The Downtown Plano Mural Project is a series of three murals established on different buildings in downtown Plano. While the murals have been well received, King believes there is room for Plano to develop as a hub for culture and arts.
“It’s still just a seed that’s been planted,” King says of the project. “There’s a long way to go for every city to start supporting the arts. But one thing I did notice is that Plano does believe arts and culture is good for the city, and they put a substantial amount of funding behind the project.”
Although the Historic Downtown Plano Association gave the mural project significant funding, they specifically wanted King and crew to stray away from traditional artistic methods.
“They wanted something contemporary, experimental, and they wanted something that tied in technology, not just paint on walls,” King says. “After that initial conversation [with the Historic Downtown Plano Association,] I felt that those were things I could bring to the table.”
The first mural was completed and unveiled last July. It consists of five colored columns each containing different historical elements such as a windmill, cacti, and a water tower. By Will Heron, it is located on the outside of Georgia’s Farmers’ Market.
The second was painted by Wes Hardin and is located on the side wall of Vickery Park, visible from the DART station. An ode to old methods of transportation, it depicts citizens strolling about downtown Plano in a colorful, past-day setting. The Texas Electric Railway is visible in the background.
The third and final mural, known as “Echowave,” was created by Built by Bender, a creative design and custom fabrication company ran by three brothers: Ariel, Milan, and Aaron Bender. The 3D installation combines visual and audio components.
“The audio portion contains four segments that tie back to Plano’s history,” King says.
Mayor Harry LaRosiliere, Fire Chief Sam Greif, Executive Director of the Plano Chamber of Commerce Jamee Jolly, and Robert Haynes, curator of the Interurban Railway Museum all contributed to the audio.
While the three murals have been popular Instagram stops, King tends to stay away from social media following a project’s unveiling.
“In the very beginning, I would search keywords pertaining to my projects,” King says, “but now, I’ve found out that you’ve really just got to keep moving. I try to keep away from press and PR after a project’s been released because that’s a [black] hole.”
King hopes that the project will help further evolve downtown Plano as an arts district, like Deep Ellum and Bishop Arts.

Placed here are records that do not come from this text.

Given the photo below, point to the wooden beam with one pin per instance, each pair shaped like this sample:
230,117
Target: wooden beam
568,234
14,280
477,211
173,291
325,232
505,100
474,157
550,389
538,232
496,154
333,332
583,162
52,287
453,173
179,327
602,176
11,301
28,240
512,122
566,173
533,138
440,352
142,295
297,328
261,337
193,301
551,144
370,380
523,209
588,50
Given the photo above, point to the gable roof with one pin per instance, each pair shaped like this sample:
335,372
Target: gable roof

“It’s going to be important for the city to start cultivating its artists,” King says. “In order for downtown Plano to grow as an arts district, it’s important for the city to find developers and funding for local artists, to have studios that are cost-efficient, and to continue putting on events for eccentric artists.”
After spending an hour with me at the studio, King gets ready to head out to another top-secret meeting. His notifications are pinging off the hook, reminding him of meetings and deadlines. I am left in awe of his hard work, dedication, and ability to balance a variety of tasks. With AURORA, the downtown Plano murals, and his upcoming projects, King is destined to be a household name in the Dallas art community for years to come.